Savona prende invece spunto da un’impostazione riuscita e ancora in auge a Berlino e Barcellona, che vede il mercato come il posto ideale per incontrarsi e chiacchierare tra food e bollicine. Fulcro della vita commerciale della città, formicaio di esigenze differenti e di tempi troppo stretti per rilassarsi, questo ambiente ha acceso la lampadina del ligure Ezio, storico barista del mercato coperto di corso Mazzini, che si è inventato l’aperitivo tra i banconi della frutta. Un appuntamento fisso, a basso costo (non si spende più di cinque euro) e accattivante anche per gli abitanti dei paesi limitrofi, l’happy hour tra zucchine e cavolfiori sta riscuotendo un enorme successo, espandendosi anche agli altri locali, come la macelleria accanto al bar, che cucina spiedini caldi per soli ottanta centesimi. “E speriamo che altri colleghi ancora si uniscano. – racconta Ezio – Non credevo che l’iniziativa avesse questo successo, ma tra il passaparola e i social network le voci corrono“.

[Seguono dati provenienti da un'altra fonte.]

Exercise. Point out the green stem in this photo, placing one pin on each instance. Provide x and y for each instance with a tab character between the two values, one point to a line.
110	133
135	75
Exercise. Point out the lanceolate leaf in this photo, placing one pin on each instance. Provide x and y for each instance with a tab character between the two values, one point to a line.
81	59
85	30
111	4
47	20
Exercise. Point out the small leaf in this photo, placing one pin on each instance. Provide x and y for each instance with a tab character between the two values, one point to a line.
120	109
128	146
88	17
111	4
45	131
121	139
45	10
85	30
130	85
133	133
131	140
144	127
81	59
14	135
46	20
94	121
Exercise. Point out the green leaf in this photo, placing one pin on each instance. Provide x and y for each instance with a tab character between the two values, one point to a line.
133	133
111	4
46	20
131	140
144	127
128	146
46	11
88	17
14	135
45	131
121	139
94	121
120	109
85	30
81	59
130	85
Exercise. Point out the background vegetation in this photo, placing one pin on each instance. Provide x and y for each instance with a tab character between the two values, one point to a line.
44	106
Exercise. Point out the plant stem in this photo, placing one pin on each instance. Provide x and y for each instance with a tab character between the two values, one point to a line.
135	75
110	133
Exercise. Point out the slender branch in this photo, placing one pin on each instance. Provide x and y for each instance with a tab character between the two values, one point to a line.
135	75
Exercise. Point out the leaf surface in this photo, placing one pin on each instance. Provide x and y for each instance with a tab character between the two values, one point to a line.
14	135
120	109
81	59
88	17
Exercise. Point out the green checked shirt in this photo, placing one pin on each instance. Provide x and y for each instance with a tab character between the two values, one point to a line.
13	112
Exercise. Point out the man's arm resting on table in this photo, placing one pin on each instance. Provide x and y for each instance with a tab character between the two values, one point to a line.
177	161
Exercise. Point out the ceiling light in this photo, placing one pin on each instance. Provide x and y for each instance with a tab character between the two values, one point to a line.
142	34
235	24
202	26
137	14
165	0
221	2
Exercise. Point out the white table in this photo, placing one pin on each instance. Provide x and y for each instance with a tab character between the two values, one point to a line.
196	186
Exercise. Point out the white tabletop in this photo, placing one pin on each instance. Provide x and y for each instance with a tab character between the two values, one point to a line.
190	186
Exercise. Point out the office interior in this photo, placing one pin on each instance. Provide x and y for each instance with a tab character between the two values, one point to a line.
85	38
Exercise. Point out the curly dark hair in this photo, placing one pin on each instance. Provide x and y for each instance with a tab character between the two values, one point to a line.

Sulla scia savonese, lascia la sua impronta, nella storia dell’aperitivo, la bella Genova, che già si era attrezzata con il mercato del Carmine, un consorzio che unisce i commercianti e un ristorante interno, con un palco centrale costruito allo scopo di accogliere eventi e creare integrazione tra mercato e città. Già da ottobre, data dell’apertura, ha ospitato laboratori per bambini e iniziative curiose per gli adulti, come la festa della birra artigianale, oltre che presentazioni di libri e incontri.

E ultima, ma non per genialità, l’idea tutta napoletana dell’APEritivo. Una Ape Classic tirata a lucido, che, una volta ferma, si trasforma in un locale presso cui sarà possibile apprezzare le gustose bontà partenopee. L’idea di questo rinfresco itinerante, ha la firma di Vincenzo Russo, giovane chef, che dichiara: “Il vero lusso secondo me sta nella semplicità. La cucina migliore è quella senza fronzoli, da cui è possibile riconoscere i sapori di quando eravamo bambini. Un po’ come nel finale del film Ratatouille“.

Vince, dunque, chi trova la formula giusta. E cosa vince? La comunicazione tra la gente, quella che negli ultimi tempi sembra essere a rischio estinzione, ma che si può apprezzare in questi originali momenti conviviali, tra cibi e bevande.